At the time, many argued that Iraq was safe enough to have elections
and pointed out that the lists from the Saddam-era oil-for-food programme
could serve as voter rolls. But Mr Bremer wouldn't budge and the UN
- scandalously and fatefully - backed him up.
Writing in the Wall
Street Journal, Hussain al-Shahristani, chairman of the standing committee
of the Iraqi National Academy of Science (who was imprisoned under Saddam
Hussein for 10 years), accurately predicted what would happen next.
"Elections will be held in Iraq, sooner or later," he wrote.
"The sooner they are held, and a truly democratic Iraq is established,
the fewer Iraqi and American lives will be lost."
Ten months and thousands
of lost Iraqi and American lives later, elections are scheduled to take
place with part of the country in the grip of yet another invasion and
much of the rest of it under martial law. As for the voter rolls, the
Allawi government is planning to use the oil-for-food lists, just as
was suggested and dismissed a year ago.
So it turns out
that all of the excuses were lies: if elections can be held now, they
most certainly could have been held a year ago, when the country was
vastly calmer. But that would have denied Washington the chance to install
a puppet regime in Iraq, and possibly would have prevented George Bush
from winning a second term.
Is it any wonder
that Iraqis are sceptical of the version of democracy being delivered
to them by US troops, or that elections have come to be seen not as
tools of liberation but as weapons of war?
First, Iraq's promised
elections were sacrificed in the interest of George Bush's re-election
hopes; next, the siege of Falluja itself was crassly shackled to these
same interests. The fighter planes didn't even wait an hour after George
Bush finished his acceptance speech to begin the air attack on Falluja.
The city was bombed at least six times through the next day and night.
With voting safely over in the US, Falluja could be destroyed in the
name of its own upcoming elections.
In another demonstration
of their commitment to freedom, the first goal of the US soldiers in
Falluja was to ambush the city's main hospital. Why? Apparently because
it was the source of the "rumours" about high civilian casualties
the last time US troops laid siege to Falluja, sparking outrage in Iraq
and across the Arab world. "It's a centre of propaganda,"

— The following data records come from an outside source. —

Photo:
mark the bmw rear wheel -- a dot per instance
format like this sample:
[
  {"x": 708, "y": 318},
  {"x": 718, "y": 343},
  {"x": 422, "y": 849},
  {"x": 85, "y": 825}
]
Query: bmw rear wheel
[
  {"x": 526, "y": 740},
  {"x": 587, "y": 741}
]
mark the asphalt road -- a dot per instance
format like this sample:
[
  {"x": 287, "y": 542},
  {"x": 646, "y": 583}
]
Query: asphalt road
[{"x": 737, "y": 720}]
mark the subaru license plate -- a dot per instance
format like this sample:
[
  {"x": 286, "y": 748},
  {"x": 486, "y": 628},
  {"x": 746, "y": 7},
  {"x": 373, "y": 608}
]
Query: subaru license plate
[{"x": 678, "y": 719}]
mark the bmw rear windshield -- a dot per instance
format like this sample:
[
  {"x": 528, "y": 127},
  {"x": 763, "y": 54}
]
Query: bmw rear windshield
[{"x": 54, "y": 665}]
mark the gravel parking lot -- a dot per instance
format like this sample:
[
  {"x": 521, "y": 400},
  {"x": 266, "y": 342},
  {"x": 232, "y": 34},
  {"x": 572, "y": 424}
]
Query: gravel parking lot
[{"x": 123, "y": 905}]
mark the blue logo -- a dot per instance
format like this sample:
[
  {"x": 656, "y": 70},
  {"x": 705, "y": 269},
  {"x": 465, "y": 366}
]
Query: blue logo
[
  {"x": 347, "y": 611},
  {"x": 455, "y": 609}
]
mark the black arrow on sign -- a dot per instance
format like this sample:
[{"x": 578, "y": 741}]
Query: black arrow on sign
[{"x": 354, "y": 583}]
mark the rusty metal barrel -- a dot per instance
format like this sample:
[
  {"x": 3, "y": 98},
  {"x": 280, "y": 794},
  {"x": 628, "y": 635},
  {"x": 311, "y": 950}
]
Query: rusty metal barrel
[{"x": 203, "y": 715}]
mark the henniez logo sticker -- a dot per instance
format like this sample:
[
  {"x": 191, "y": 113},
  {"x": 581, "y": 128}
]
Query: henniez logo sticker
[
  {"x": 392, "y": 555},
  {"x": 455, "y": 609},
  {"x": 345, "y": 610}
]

an unnamed senior American officer told the New York Times. Without
doctors to count the dead, the outrage would presumably be muted - except
that, of course, the attacks on hospitals have sparked their own outrage,
further jeopardising the legitimacy of the upcoming elections.
According to the
New York Times, the Falluja general hospital was easy to capture, since
the doctors and patients put up no resistance. There was, however, one
injury: "An Iraqi soldier who accidentally discharged his Kalashnikov
rifle, injuring his lower leg."
I think that means
he shot himself in the foot. He's not the only one.